The World Bank and the World Wildlife Fund announced a five-year programme yesterday to reduce the destruction of forests by 10% annually in an attempt to combat the alarming disappearance of the world’s trees.
The two organisations, which established a Forest Alliance in 1998, said they would intensify their efforts to support new forest protected areas such as national parks, more effective management of already protected areas, and improved management of forests that are not yet protected.
“Ecologically and economically valuable forests in places like the boreal forests of Russia’s Far East, the lowland forests of Sumatra (in Indonesia), and the rainforests of the Amazon and the Congo are disappearing quickly to forces such as illegal or poorly regulated logging and agricultural clearing,” said Claude Marin, the World Wildlife Fund’s director-general.
In the 1990s, the deforestation rate was estimated at more than 14 million hectares per year, but 5.2 million hectares (12.8 million acres) of forest were also gained through new planting and natural expansion – leaving an annual net loss of 9.4 million hectares (23.2 million acres), according to a recent UN report.
Ken Newcombe, the World Bank’s senior manager for sustainable development, said the alliance wants to put 300 million hectares (741 million acres) under some form of improved forest management.
Gabon’s Deputy Environment Minister Alexandre Hugues Barro Chambrier urged the alliance to mobilise financing and continue supporting a treaty signed by seven Central African countries in February to help save the world’s second largest rain forest in the Congo Basin.
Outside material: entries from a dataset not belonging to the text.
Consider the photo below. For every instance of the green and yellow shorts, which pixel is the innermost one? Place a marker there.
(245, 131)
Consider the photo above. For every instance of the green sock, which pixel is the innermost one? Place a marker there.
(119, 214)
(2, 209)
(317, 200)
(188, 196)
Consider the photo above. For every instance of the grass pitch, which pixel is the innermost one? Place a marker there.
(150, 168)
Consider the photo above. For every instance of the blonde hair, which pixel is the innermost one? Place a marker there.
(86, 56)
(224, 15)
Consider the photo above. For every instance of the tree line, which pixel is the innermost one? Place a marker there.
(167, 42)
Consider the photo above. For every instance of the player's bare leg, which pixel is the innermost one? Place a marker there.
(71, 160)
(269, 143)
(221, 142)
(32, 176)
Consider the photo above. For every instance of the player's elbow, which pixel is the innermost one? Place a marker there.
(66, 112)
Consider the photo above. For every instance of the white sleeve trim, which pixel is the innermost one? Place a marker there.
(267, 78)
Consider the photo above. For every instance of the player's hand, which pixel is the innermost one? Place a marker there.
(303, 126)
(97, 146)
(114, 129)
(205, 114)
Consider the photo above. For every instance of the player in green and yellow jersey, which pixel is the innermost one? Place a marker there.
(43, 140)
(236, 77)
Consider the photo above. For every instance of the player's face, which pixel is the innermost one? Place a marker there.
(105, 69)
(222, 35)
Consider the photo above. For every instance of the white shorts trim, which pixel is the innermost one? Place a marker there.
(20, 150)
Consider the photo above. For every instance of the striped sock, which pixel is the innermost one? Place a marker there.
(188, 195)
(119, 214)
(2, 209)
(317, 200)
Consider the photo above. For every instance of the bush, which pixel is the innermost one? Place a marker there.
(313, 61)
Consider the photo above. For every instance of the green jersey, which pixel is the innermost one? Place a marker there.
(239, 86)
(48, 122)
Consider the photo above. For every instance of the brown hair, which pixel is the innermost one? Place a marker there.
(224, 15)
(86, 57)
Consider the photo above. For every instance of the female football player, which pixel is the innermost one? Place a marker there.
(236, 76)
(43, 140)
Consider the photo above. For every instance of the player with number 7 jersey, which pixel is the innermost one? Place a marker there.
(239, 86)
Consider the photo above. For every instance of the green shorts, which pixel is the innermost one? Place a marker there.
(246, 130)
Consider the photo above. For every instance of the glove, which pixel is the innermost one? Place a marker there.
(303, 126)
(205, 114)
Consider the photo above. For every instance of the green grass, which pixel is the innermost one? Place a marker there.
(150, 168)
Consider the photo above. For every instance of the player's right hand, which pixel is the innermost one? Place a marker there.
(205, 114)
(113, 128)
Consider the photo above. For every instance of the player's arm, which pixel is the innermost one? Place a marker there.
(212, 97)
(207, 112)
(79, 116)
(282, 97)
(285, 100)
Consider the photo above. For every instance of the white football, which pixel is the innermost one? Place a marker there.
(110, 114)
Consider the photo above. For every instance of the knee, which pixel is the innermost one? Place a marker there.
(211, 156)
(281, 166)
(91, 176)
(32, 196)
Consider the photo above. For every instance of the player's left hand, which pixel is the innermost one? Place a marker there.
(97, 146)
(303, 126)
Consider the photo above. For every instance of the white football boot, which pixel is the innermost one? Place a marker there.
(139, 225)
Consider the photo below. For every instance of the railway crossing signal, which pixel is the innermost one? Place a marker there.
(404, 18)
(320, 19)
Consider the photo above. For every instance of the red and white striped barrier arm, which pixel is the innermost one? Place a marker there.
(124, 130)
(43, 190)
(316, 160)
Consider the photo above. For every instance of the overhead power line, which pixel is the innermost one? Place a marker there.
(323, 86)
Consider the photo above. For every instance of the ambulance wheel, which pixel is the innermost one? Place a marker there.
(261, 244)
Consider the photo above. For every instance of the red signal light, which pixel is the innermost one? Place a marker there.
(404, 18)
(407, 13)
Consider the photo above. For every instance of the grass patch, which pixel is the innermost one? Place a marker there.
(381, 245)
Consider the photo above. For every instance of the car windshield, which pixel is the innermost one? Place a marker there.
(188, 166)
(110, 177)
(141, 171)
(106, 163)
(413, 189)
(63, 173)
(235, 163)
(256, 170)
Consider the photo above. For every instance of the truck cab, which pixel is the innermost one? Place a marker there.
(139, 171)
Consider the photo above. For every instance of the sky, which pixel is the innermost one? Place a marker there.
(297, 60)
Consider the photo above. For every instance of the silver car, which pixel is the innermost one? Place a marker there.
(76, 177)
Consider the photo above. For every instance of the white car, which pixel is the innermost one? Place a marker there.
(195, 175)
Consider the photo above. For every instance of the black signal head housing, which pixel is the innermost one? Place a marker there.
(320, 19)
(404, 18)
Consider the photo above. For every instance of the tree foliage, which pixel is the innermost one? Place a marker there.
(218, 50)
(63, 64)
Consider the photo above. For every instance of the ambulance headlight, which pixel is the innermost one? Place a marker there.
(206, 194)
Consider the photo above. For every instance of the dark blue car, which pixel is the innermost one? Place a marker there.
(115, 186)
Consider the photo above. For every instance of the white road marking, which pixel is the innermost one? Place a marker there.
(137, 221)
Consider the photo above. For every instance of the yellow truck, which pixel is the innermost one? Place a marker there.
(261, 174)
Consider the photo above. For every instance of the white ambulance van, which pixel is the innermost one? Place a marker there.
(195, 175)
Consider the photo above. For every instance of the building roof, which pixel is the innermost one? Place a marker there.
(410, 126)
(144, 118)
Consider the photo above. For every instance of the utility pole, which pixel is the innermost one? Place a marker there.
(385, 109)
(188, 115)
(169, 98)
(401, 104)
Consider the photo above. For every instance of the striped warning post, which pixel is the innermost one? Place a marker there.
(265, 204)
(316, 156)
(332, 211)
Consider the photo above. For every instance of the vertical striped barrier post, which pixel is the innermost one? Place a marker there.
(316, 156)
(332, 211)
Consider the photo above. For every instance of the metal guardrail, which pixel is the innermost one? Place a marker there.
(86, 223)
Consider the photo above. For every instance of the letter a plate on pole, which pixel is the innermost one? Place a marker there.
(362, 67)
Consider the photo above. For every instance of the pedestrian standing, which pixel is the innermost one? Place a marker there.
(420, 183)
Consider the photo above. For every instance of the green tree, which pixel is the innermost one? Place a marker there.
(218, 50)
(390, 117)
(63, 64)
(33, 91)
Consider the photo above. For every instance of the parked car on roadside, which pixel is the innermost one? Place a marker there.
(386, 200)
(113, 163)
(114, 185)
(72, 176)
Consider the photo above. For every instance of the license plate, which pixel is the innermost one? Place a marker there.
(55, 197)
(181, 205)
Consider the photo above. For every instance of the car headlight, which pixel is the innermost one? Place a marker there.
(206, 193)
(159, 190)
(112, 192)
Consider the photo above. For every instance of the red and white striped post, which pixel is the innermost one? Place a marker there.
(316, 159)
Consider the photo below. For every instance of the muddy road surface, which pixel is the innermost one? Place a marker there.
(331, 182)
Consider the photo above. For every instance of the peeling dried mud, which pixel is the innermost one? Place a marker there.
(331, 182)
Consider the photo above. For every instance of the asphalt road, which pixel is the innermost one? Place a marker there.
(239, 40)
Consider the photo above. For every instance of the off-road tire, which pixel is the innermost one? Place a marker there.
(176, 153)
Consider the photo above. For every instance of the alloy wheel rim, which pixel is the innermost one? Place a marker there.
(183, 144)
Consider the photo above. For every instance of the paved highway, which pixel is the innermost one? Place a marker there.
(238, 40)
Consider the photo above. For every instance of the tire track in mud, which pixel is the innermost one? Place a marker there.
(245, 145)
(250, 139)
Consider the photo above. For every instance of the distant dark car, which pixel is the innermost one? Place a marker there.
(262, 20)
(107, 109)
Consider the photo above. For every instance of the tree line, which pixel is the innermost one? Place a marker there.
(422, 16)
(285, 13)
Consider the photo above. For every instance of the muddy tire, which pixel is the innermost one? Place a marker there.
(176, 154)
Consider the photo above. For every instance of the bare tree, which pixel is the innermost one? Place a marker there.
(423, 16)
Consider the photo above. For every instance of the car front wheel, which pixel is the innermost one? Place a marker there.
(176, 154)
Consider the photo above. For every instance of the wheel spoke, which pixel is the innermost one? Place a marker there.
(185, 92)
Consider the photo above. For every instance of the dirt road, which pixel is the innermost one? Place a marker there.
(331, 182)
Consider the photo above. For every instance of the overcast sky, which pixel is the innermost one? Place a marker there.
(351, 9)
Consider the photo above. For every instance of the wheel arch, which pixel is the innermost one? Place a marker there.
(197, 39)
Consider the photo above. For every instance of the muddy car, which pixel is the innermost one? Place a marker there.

Tasso Rezende de Azevedo, director of Brazil’s National Forest Program, called last year’s deforestation rate in Brazil of about 2.6 million hectares (6.4 million acres) ”almost unacceptable” – but he said the increase was limited to just two states that focused on agribusiness rather than sustainable forestry.
:: Nicaragua’s President Enrique Bolanos said yesterday that he will ban logging nationwide in hopes of halting deforestation in the country.
“No type of tree will be cut for several years so that we have more rain, more rivers, abundant electrical energy, more wood, more welfare and more production,” he said during an appearance in Mina Rosita, near the Caribbean coast.
Bolanos’ announcement came a day after his attorney general and environmental prosecutor brought charges against two congressmen, a mayor and a federal comptroller related to illegal trafficking in wood.
Some analysts estimate that Nicaragua has lost about half of its forest cover since 1950.